Court of Appeal acquits man on death row accused of trafficking 1.8kg of cannabis

People walk across a bridge near the Supreme Court in Singapore on Nov 9, 2021. (Photo: AFP/Roslan Rahman)

SINGAPORE: The Court of Appeal on Friday (May 27) overturned the conviction of a man on death row accused of trafficking more than 1.8kg of cannabis, after finding that it was a case of mistaken delivery.

Raj Kumar Aiyachami, 40, was convicted in 2020 of possessing the Class A controlled drug for the purpose of trafficking, which carries a mandatory death sentence.

The Court of Appeal also acquitted a second man involved in the case, Ramadass Punnusamy, 41, who was previously sentenced to life imprisonment and 15 strokes of the cane after being found guilty as a drug courier.

Both men were nabbed on Sep 21, 2015, when Ramadass, a lorry driver for a transport company in Johor Bahru, drove into Singapore and delivered a red plastic bag to Raj at Senoko Drive.

Central Narcotics Bureau officers knew the delivery would be taking place that day, and arrested both men shortly after. At trial, Raj and Ramadass did not dispute that they were in possession of the drugs.

Delivering the court's judgment, Chief Justice Sundaresh Menon said that both men's appeals turned solely on whether they had actual or presumed knowledge of the nature of the drugs found.

The court ruled in favour of Raj's defence that he had ordered chemically-sprayed tobacco, known as "Butterfly", and that the cannabis was delivered to him by mistake.

It found that the trial judge erred in rejecting the testimony of Mark Kalaivanan Tamilarasan, a man Raj first met in prison between November 2017 and January 2018.
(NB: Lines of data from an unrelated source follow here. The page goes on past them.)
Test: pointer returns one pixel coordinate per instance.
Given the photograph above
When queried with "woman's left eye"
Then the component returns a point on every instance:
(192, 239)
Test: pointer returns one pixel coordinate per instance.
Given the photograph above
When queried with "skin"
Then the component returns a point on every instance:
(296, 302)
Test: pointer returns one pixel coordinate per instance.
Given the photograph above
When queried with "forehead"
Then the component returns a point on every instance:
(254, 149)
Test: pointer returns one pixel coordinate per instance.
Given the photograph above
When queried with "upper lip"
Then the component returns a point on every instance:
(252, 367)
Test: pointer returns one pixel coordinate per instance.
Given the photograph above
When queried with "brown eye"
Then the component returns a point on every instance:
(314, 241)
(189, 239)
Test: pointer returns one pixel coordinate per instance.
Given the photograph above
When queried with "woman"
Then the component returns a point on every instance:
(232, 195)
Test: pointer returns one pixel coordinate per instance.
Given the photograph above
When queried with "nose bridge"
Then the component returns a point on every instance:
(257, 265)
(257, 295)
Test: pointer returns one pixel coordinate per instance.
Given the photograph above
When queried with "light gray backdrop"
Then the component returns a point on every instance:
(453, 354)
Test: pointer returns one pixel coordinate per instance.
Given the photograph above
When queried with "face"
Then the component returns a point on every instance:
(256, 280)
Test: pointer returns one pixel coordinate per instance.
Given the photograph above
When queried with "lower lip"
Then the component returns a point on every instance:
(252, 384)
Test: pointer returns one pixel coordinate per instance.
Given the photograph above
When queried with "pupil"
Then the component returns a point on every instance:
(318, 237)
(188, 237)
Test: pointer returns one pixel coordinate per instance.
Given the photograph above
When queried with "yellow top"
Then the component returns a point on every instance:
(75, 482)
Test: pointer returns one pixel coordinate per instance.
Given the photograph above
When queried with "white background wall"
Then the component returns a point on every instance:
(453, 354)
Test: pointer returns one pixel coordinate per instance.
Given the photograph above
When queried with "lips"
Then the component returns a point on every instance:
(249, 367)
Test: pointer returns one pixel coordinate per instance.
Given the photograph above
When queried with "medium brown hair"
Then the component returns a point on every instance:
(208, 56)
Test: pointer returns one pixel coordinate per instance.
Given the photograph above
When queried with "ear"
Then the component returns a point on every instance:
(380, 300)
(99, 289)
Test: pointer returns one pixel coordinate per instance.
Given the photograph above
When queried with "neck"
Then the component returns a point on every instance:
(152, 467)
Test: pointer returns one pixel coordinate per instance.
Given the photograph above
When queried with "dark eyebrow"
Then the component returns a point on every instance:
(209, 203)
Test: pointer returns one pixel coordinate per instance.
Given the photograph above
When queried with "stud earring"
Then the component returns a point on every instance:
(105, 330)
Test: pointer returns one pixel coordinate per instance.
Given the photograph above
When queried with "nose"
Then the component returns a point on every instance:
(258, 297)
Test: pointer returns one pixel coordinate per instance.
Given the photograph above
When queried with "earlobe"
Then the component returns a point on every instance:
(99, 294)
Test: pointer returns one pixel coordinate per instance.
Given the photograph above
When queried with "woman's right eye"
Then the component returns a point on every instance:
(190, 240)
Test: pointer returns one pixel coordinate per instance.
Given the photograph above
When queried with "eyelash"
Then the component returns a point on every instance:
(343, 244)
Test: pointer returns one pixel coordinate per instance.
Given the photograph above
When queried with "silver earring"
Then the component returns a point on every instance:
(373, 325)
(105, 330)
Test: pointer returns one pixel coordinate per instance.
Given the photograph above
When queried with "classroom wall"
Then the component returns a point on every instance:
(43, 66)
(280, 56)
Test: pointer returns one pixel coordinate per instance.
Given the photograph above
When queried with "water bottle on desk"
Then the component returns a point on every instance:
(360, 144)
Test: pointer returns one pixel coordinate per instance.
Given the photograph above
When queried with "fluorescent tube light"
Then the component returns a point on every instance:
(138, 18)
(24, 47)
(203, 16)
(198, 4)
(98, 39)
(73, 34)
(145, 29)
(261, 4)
During one conversation in the prison yard, after learning the circumstances of Raj's arrest, Mark told Raj that he was also at Senoko Loop on Sep 21, 2015 to collect "ganja", the street name for cannabis, but ended up receiving "Butterfly" instead.

Raj told Mark to inform his lawyers Anand George, Ramesh Tiwary and Sankar Kailasa Thevar Saminathan of this, and Mark subsequently gave his evidence in court.

Mark testified that he remembered the transaction took place on Sep 21, 2015 because his pet hamster died that evening and he got a tattoo with the date.

The trial judge rejected Mark's testimony after finding that there was "ample opportunity" for him and Raj to "collude and manufacture the story".

However, Chief Justice Menon said that without a specific finding of actual collusion, Mark's evidence should not have been rejected.

"There is an immense difference between having the opportunity to do something and actually doing that thing," said the court.

The court also noted that by giving his evidence, Mark was implicating himself in a very serious offence that he had not been charged with or investigated for.

"The fact that Mark had effectively confessed to having at least attempted to commit a serious offence is a weighty factor in evaluating his evidence," the judges said.

The Court of Appeal also disagreed with the trial judge's finding that Raj must have known he was in possession of cannabis because of the smell emanating from the package.

The appeal by Ramadass, represented by Ms N K Anitha, Mr Eugene Thuraisingam and Mr Johannes Hadi, contested the reliability of statements that he gave to police on the day of his arrest.

The prosecution had argued that Ramadass admitted to actual knowledge of the nature of the drugs in these statements.

The Court of Appeal found that numerous discrepancies and inconsistencies regarding the words that Ramadass used in the statements, as well as the times they were recorded at, made them unsafe to rely on.

"Where the case against an accused person turns on the specific words that are reflected in a statement, as is the case here, it is critically important that the court be satisfied as to the accuracy of the statement," said the court.

The court also noted that Ramadass consistently maintained that he believed he was bringing in chemically-sprayed tobacco, and found that he successfully rebutted the presumption of knowledge of the nature of the drugs.

The appeals were heard by a panel of three judges comprising Chief Justice Menon, Justice Andrew Phang and Justice Belinda Ang.